SHENZHEN, China: China’s passenger car sales climbed for the third consecutive month in April, increasing 14.8 percent from a year earlier, as government-subsidized auto trade-ins helped offset the impact of U.S. tariffs on consumer sentiment, data from the China Passenger Car Association (CPCA) showed.
Passenger vehicle sales reached 1.78 million units last month, bringing the total for the first four months of 2025 to 6.97 million units, an 8.2 percent rise from the same period in 2024.
Sales of new energy vehicles (NEVs), including electric cars and plug-in hybrids, surged 33.9 percent year-on-year, accounting for 50.8 percent of total car sales in April. A government program offering higher subsidies for trade-ins of old cars for NEVs than for gasoline vehicles covered 2.71 million cars as of April 24, cushioning the impact of increased U.S. tariffs on Chinese exports.
However, car exports declined 2.2 percent in April, extending an 8 percent drop recorded in March, the CPCA said.

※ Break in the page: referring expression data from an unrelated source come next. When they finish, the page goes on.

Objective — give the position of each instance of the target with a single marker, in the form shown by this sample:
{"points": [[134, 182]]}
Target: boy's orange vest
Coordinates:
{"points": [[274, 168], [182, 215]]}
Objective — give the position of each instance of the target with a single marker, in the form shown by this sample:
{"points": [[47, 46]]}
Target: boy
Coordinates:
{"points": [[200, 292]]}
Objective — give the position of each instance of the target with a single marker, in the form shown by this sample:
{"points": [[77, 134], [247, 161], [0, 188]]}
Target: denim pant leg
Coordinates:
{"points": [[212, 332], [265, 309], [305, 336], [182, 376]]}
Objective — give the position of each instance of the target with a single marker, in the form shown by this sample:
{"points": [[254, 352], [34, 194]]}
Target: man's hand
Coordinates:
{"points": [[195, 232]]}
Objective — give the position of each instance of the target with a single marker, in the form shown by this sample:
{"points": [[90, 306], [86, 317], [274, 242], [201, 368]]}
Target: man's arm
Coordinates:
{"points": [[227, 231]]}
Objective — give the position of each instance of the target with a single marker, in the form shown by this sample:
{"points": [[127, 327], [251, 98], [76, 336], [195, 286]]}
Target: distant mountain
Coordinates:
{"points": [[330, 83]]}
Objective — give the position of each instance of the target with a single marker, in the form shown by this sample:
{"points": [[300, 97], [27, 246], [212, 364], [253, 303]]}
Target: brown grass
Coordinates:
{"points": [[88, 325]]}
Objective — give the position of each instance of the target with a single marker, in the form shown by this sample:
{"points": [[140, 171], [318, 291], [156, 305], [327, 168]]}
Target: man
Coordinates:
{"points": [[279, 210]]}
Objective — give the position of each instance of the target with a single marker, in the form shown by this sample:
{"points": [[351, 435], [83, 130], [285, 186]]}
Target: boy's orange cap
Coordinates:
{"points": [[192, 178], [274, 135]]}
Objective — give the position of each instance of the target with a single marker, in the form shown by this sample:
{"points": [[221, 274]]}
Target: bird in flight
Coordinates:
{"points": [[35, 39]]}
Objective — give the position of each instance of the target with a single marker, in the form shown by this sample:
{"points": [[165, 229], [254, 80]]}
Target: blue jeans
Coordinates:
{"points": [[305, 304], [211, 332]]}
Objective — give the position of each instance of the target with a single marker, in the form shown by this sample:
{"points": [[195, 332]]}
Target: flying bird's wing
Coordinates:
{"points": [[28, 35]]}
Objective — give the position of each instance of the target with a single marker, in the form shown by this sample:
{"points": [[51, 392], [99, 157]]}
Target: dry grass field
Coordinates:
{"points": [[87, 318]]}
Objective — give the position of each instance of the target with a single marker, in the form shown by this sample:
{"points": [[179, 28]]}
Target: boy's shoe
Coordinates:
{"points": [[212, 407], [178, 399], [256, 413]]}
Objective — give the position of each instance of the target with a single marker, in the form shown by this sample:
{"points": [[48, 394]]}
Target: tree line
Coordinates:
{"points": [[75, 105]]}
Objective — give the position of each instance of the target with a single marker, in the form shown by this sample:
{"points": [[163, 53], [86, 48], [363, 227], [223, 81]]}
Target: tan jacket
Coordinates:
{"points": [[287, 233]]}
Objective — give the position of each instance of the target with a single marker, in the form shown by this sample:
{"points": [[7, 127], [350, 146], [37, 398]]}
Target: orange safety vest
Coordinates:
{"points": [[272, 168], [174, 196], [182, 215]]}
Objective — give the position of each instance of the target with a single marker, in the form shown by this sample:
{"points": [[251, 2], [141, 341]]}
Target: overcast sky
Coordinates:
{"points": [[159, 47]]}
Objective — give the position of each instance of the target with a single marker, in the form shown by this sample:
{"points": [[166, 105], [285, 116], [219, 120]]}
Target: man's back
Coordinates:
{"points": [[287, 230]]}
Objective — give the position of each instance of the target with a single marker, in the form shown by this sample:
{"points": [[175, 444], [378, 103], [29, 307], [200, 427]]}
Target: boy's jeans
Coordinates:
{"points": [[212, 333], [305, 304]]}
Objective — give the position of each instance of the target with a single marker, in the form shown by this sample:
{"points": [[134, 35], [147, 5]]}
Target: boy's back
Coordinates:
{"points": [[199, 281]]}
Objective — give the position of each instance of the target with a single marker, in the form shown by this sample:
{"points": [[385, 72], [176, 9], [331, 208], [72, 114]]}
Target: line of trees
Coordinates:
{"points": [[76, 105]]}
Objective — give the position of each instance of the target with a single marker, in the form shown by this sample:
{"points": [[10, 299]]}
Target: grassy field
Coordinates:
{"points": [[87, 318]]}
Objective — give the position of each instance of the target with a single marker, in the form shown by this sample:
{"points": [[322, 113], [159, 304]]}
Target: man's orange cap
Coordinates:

Meanwhile, automated driving systems are losing traction as a sales driver in the domestic market. The shift comes after BYD announced in February it would include its “God’s Eye” driver-assistance system as free standard equipment across its lineup.
The appeal of these systems has waned following a fatal crash involving a Xiaomi (1810.HK) SU7 sedan in March. The EV caught fire after hitting a cement pole, seconds after the driver tried to regain control from the car’s assisted-driving system, prompting a government crackdown on marketing terms like “smart” and “autonomous” to describe such technology.